Galinhol
Maria
O Galinhol está lá no quintalão, cheio
de sol, cheio de sombras das árvores grandes, com mil cacarejos e mil
piu-pius...
Todos se entendem, naquela linguagem
de bicos, cristas, asas e penas lustrosas.
Se há algum desentendimento maior,
fazem uma ligeira conferência e a ordem volta a reinar no meio do pessoalzinho
do quintal. Ninguém briga por espaços, por comida ou por motivinhos miúdos.

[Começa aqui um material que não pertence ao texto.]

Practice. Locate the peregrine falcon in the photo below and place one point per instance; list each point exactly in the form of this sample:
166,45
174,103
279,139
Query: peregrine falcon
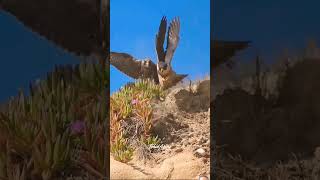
167,77
161,72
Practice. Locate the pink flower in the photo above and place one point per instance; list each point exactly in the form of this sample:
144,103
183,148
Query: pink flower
77,127
134,101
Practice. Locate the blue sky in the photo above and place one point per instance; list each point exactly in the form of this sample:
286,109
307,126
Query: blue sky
271,25
134,25
25,56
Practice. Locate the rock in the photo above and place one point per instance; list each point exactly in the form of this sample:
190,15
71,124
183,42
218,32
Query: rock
200,152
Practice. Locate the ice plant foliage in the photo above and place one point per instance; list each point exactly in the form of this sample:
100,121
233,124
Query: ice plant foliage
129,106
77,127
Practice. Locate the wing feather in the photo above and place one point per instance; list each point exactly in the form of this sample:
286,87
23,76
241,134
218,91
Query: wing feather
160,39
172,39
132,67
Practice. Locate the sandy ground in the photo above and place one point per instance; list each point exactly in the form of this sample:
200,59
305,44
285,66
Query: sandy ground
184,153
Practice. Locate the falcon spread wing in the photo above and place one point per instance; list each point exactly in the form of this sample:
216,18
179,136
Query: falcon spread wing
160,39
172,39
133,67
74,25
223,50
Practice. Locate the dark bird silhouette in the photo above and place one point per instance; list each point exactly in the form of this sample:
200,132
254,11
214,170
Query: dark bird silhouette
222,51
73,25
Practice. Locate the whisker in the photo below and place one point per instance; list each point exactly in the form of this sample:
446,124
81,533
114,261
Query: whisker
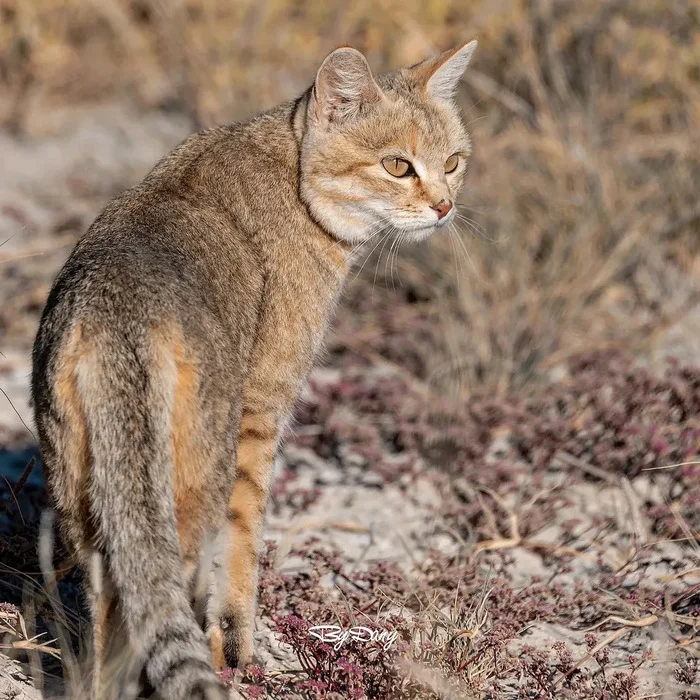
370,255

Ontem, apesar do azul de abril, o
tempo endoidou: não deu tempo de acudir quase nada, antes que uma chuva pesada
inundasse a rua e o quintal. Só não corri para os vizinhos, porque a rua virou
um rio que desaguava na Fonte do Povo, minha eterna companheira de sol, de
chuvas bravas, de capim verde e lustroso...
Então, fui dar uma espiadinha no
Galinhol.
A lama tomou conta de tudo. D. Pata
estava esticadinha no canto do muro, e de sua ninhada sobraram três patinhos.
Procurei pelas angolas... Só ficou
uma, a mais enxerida, que sempre enfia o bico onde não é chamada. A angola
voadeira lá se foi no rio da Fonte do Povo. Bem que eu vi, da minha janela
embaçada, alguma coisa diferente rodando, rodando... Era o vestidinho de
bolinhas da angola que gostava de capim fresco...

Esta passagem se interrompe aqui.